Chow, who was joined by fellow pro-democracy activist Joshua Wong and Au Nok-hin, a former legislative councilor in Hong Kong, also voiced surprise after more than 100 Japanese lawmakers recently signed a letter drafted by the last governor of the former British colony denouncing China’s “flagrant breach” of its treaty obligations under the Sino-British Joint Declaration to transfer sovereignty over Hong Kong to China.

The treaty stipulates that Hong Kong will be directly under the authority of China, but that Hong Kong will enjoy a high degree of autonomy.

The statement, pushed by former Hong Kong Gov.
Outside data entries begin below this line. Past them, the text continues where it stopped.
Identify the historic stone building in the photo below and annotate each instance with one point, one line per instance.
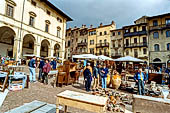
(99, 39)
(76, 41)
(136, 41)
(116, 43)
(103, 39)
(159, 39)
(32, 27)
(92, 39)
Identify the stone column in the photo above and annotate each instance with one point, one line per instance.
(37, 49)
(50, 52)
(16, 50)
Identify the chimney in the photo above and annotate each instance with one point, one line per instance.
(101, 24)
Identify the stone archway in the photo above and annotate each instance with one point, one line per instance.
(7, 36)
(44, 51)
(57, 49)
(28, 44)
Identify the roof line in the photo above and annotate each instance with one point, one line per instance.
(57, 9)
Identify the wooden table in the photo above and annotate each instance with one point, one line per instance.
(81, 101)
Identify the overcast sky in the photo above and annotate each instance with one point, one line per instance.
(123, 12)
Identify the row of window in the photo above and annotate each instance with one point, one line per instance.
(135, 29)
(10, 12)
(157, 47)
(167, 22)
(47, 25)
(100, 41)
(136, 40)
(156, 34)
(136, 52)
(94, 33)
(114, 33)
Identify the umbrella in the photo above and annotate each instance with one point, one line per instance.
(102, 57)
(129, 59)
(85, 56)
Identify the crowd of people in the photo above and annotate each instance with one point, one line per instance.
(97, 73)
(44, 65)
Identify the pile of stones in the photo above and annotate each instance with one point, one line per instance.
(116, 100)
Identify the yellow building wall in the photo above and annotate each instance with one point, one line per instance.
(103, 37)
(92, 37)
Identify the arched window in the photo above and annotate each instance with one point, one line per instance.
(156, 47)
(127, 52)
(47, 24)
(168, 46)
(105, 40)
(168, 33)
(156, 60)
(10, 4)
(58, 32)
(32, 18)
(155, 35)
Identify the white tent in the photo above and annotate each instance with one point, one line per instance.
(85, 56)
(102, 57)
(129, 59)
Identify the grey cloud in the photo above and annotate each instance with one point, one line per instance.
(123, 12)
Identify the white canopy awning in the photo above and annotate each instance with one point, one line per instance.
(129, 59)
(102, 57)
(85, 56)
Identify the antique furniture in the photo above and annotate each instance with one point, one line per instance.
(68, 74)
(3, 80)
(34, 107)
(146, 104)
(81, 101)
Chris Patten, has been signed by 791 parliamentarians from 38 countries.

The three activists also looked to ramp up pressure on Japan over one area of particular concern to Tokyo — the economic ramifications of the security laws amid a U.S. threat of sanctions that would strip Hong Kong of its special treatment on trade and travel.

Economic revitalization minister Yasutoshi Nishimura said Sunday that the standoff between Washington and Beijing over Hong Kong poses a risk to the global economy if the city ceases to be an international financial hub.

“I am quite concerned about the Hong Kong situation,” Nishimura said, adding that the potential for damage to its role as a financial center could have a “very negative” impact on the global economy.

Acknowledging Japan’s traditional low-key approach to broaching rights issues with China, Chow seized on these concerns.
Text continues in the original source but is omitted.